GRANCANARIANONSTOP 2021 : LUCA PAPI SUR LA ROUTE AVEC LE SOUTIEN DE NBS

GRANCANARIANONSTOP 2021 : LUCA PAPI SUR LA ROUTE AVEC LE SOUTIEN DE NBS
Dimanche 15 août 2021 à 19h00, heure de Gran Canaria, Luca Papi et Clair Bannwarth ont accompli l'incroyable exploit que nous avions prévu : traverser l'île espagnole dans le but de retracer successivement les 5 itinéraires historiques de la Trans GranCanaria, et ramener à la maison une course de 1300 km.

Ledimanche 15 août 2021 à 19heures, heure de Gran Canaria, Luca Papi et Clair Bannwarth ont réalisé l’incroyable exploit que nous avions prévu (LIEN ARTICLE PRÉCÉDENT) : traverser l’île espagnole dans le but de retracer successivement les 5 parcours historiques de la Trans GranCanaria (LIEN), et repartir avec une course de 1300 km.

Le voyage, qui a débuté le 31 juillet, a été passionnant et vécu à raison de 80 km par jour avec plus de 3000D par jour, nous avons interviewé les ultra-marathoniens pour savoir comment cela s’est passé.

NBS: Salut Luca, salut Claire ! Tout d’abord, comment allez-vous ?

Luca: Nous allons bien ! Je suis un peu fatigué mais calme.

NBS: Quelles étaient les principales différences entre le défi GranCanaria Non Stop de cette année et l’Ultimate Challenge 2020 ?

Luca: Cette année, nous avons bénéficié de moins de soutien mais il faisait moins chaud et surtout, contrairement à 2020, nous étions deux. Nous nous sommes soutenus mutuellement et lorsque vous rencontrez quelqu’un qui a le même rythme et les mêmes objectifs que vous, tout devient plus facile.

NBS: Par rapport à 2020, vous avez également fait des choix stratégiques différents.

Luca: Oui, c’est vrai, et nous avons aussi fait des choix pendant le défi. Au départ, nous étions censés terminer ce voyage en 20 jours, mais finalement, pour toute une série de raisons, nous avons dû le réduire à 15 jours, alors nous nous sommes dit “comment faire ?”.
Nous avons décidé de faire les 5 circuits de l’île mais en les adaptant au temps dont nous disposions : nous avons fait le premier circuit en 72 heures, nous avons donc décidé que les 4 autres circuits prendraient le même temps. Nous avons donc dû faire quelques petites coupes dans les itinéraires, chaque tour devenant de 210/240 km, et nous avons remplacé certaines sections qui auraient été trop dangereuses de nuit par des sections de route. Le résultat final est presque 1 200 km avec 45 000 D+.
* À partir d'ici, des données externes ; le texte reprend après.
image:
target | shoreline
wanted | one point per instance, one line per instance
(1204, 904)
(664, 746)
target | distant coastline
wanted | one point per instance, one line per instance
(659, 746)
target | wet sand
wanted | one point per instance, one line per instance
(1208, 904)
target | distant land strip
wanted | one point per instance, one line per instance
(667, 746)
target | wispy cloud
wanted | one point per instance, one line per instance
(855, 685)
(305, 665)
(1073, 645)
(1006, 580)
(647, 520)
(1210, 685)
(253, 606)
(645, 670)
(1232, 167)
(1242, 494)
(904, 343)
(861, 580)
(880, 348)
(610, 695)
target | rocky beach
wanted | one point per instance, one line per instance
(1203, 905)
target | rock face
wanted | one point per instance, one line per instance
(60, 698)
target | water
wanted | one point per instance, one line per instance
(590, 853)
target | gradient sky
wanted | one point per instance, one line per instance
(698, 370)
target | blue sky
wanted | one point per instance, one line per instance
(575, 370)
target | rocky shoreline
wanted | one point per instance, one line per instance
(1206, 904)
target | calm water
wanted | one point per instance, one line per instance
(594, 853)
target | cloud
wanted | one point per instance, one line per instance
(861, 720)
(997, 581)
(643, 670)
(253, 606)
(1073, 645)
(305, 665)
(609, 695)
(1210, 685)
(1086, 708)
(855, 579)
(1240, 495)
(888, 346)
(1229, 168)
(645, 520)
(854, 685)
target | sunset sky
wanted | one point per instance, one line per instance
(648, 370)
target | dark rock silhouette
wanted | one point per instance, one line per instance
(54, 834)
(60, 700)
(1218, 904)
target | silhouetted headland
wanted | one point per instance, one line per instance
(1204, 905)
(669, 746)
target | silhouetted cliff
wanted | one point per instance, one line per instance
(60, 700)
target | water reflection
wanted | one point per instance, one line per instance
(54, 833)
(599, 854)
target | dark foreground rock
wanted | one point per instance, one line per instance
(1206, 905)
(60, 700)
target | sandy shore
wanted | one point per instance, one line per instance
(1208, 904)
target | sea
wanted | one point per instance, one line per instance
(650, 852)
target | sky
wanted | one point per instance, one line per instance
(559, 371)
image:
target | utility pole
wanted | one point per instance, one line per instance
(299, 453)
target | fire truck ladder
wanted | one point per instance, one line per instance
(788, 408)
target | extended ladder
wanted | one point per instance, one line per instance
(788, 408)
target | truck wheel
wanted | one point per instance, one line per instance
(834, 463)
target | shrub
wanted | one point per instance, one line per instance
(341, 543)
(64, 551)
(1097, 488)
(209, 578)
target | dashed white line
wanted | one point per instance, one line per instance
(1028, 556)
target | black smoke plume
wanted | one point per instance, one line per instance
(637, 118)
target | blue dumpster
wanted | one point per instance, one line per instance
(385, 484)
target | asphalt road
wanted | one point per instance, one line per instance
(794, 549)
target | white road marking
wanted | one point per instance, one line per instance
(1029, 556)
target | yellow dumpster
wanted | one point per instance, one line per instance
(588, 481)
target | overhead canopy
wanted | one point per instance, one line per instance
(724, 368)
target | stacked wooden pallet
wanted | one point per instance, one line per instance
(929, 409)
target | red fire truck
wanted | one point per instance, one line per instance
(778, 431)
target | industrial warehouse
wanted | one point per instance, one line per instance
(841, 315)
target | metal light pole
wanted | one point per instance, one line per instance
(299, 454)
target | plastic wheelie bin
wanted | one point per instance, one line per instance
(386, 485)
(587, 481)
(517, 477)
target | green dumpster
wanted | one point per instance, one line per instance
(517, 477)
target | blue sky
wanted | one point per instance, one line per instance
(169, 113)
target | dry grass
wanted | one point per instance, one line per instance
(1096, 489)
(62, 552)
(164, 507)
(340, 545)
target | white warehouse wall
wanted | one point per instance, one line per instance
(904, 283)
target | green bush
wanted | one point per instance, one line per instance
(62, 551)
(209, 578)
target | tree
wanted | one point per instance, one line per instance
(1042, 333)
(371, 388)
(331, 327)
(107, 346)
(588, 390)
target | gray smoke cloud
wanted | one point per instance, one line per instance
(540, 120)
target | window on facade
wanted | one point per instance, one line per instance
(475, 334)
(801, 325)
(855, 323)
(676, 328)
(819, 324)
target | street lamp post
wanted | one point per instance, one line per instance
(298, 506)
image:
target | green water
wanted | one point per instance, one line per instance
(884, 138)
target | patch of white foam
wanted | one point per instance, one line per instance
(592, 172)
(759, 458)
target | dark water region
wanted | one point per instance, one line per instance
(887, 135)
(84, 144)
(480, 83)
NBS: Qu’avez-vous apprécié le plus dans ce voyage ?

Luca: Les paysages et les gens, qui se sont révélés, comme toujours ici à GranCanaria, exceptionnels. J’ai apprécié de partager tout cela avec Claire. Ce n’est pas évident de rencontrer quelqu’un avec un profil aussi similaire au mien, nous avons pratiquement les mêmes distances, nous n’avons presque jamais eu à attendre et nous étions fatigués ensemble. Nous avons le même rythme, le même rapport entre la course et la marche rapide, des temps de récupération similaires et le même besoin de pauses. Nous dormions environ 4 heures par nuit et faisions une pause entre les courses autour de l’île.

NBS: Claire, que voulez-vous nous dire à propos de ce voyage ?

Claire: C’était une grande aventure, dure sans être dure ! Je n’avais jamais fait une aussi longue distance auparavant et c’était une expérience formidable.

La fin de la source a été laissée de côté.